Understanding the legal and regulatory aspects of the Smart Export Guarantee (SEG) is essential for compliance and maximising your benefits.
All licensed energy companies with 150,000 or more customers must provide at least one SEG tariff, ensuring a competitive market for small-scale generators. The upcoming discussion will address crucial compliance requirements, the procedure of transitioning from FiT to SEG, and the rights and responsibilities of SEG participants.
These legal aspects will be dissected in subsections 6.1, 6.2, and 6.3, offering a thorough overview.
To participate in the SEG scheme, renewable energy generators must meet specific compliance requirements. Energy suppliers may ask for an MCS certificate to prove that your installation meets the required standards.
Ensuring that your system complies with these standards is crucial for legitimate and efficient participation in the SEG scheme.
Meeting these compliance requirements not only legitimises your participation but also ensures that you receive accurate and timely SEG payments.
By adhering to the necessary standards and maintaining proper documentation, you can smoothly navigate the SEG framework and optimise your earnings.
The Feed-in Tariff (FiT) scheme closed to new applicants in March 2019, but existing participants can switch to SEG payments if they prefer.
While you cannot receive both FiT export and SEG payments simultaneously, you can opt out of FiT export payments to start receiving SEG payments, while continuing to receive FiT generation payments.
Switching from deemed to metered export payments can also be beneficial. By opting for SEG payments, you can potentially access better rates and terms, enhancing your overall earnings from exported electricity.
Licensees of SEG have the authority to set the rate, contract length, and other terms for SEG Generators based on their discretion.
As a participant, it’s important to understand your rights and obligations under the SEG scheme. This includes knowing that you cannot take over an existing SEG contract from a previous owner, ensuring that each contract is tied to a specific generator and installation.
Staying informed about your rights and obligations helps ensure that you receive fair compensation and comply with all legal requirements. By understanding the terms set by your SEG licensee and maintaining compliance, you can maximise the benefits of your renewable energy system.
In summary, the Smart Export Guarantee (SEG) offers a valuable opportunity for small-scale renewable electricity generators to receive payments for their contributions to the National Grid.
By understanding the various SEG tariffs available for 2024, their benefits, and the application process, you can make informed decisions that maximise your financial returns and support sustainable energy practices.
Whether you are considering battery storage, timing your exports strategically, or monitoring your energy usage, there are numerous ways to enhance your SEG earnings.

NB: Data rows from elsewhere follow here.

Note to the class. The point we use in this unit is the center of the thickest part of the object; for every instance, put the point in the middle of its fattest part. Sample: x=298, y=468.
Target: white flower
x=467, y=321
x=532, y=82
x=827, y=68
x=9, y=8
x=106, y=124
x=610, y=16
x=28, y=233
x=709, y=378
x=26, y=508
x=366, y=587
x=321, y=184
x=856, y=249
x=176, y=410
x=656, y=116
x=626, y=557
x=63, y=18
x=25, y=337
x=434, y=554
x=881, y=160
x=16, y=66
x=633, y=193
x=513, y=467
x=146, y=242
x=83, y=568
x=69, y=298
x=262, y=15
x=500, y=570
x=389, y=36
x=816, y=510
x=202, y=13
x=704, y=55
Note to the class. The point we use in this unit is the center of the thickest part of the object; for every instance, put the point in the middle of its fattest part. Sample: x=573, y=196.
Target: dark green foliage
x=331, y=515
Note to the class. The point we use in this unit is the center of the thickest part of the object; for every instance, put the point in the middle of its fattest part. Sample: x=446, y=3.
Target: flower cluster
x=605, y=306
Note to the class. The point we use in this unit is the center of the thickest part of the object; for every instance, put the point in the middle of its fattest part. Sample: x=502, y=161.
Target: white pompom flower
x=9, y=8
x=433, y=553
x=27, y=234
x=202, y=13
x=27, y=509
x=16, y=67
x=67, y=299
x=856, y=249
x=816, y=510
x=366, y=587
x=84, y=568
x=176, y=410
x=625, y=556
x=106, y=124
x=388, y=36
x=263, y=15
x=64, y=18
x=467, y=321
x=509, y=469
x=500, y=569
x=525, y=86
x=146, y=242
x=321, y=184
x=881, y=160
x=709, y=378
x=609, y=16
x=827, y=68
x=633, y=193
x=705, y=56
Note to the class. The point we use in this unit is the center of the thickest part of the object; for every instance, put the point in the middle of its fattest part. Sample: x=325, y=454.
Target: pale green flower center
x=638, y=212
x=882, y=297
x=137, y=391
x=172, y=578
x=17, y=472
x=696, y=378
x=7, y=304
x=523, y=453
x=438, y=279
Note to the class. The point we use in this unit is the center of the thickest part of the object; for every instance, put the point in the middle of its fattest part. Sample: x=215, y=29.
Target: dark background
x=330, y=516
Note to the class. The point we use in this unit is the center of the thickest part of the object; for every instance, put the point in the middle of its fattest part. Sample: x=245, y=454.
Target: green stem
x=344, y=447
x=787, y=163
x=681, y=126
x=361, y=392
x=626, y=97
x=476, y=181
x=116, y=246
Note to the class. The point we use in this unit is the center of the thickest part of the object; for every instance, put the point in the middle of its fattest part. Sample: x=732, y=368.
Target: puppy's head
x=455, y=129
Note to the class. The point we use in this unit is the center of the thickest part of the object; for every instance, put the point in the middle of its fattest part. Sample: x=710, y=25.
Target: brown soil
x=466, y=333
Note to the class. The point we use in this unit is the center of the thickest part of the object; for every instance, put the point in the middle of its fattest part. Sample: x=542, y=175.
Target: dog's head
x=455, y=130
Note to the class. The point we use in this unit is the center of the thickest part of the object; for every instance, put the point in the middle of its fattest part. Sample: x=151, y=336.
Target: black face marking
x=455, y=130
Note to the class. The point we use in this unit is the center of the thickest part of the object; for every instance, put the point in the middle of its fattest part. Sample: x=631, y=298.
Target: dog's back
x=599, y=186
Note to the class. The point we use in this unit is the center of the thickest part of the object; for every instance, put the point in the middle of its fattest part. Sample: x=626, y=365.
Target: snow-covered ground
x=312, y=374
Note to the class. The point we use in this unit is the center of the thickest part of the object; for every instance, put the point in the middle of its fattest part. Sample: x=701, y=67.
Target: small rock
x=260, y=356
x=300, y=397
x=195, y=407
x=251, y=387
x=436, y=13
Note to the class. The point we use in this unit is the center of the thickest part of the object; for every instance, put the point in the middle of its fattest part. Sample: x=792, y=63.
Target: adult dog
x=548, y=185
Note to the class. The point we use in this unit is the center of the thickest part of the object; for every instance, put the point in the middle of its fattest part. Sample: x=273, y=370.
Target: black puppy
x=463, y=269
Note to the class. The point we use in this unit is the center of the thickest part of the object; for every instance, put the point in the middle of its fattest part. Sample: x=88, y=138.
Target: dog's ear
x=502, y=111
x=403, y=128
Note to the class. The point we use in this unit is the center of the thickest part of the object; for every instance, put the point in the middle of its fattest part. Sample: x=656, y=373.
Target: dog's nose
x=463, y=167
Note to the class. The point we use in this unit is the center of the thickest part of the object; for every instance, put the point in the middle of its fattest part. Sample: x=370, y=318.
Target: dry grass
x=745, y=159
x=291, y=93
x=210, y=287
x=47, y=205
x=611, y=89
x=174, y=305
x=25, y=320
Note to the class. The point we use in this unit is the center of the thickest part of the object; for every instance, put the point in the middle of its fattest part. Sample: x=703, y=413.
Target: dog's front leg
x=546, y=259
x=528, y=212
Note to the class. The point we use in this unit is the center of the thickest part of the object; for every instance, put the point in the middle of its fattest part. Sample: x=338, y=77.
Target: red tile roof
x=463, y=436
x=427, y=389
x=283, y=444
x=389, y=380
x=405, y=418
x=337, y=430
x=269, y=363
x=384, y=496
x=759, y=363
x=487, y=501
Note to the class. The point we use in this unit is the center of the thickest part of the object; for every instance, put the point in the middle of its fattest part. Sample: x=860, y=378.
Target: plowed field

By staying compliant with legal and regulatory requirements and choosing the right SEG tariff for your needs, you can make the most of your renewable energy system and contribute to a greener future.
The Smart Export Guarantee (SEG) is a scheme that provides payments to small-scale renewable electricity generators for the energy they export to the National Grid. It incentivises renewable energy production.
Only installations located in Great Britain and meeting specific criteria related to technology type and capacity limits qualify for SEG. These criteria include solar PV, wind, micro-CHP, hydro, and anaerobic digestion.
SEG payments are calculated based on export meter readings and are distributed by the selected SEG licensee every three months.
The best SEG tariffs for 2024 include Intelligent Octopus Flux, OVO SEG Tariff, Good Energy Solar Savings Exclusive, E.ON Next Export Exclusive, ScottishPower SmartGen+, and British Gas Export and Earn Plus. Consider comparing these options to find the most suitable one for your needs.
To maximise your SEG earnings, consider pairing battery storage with solar panels, timing your exports during peak demand periods, and monitoring your energy usage to optimise export times. These strategies can help increase your earnings significantly.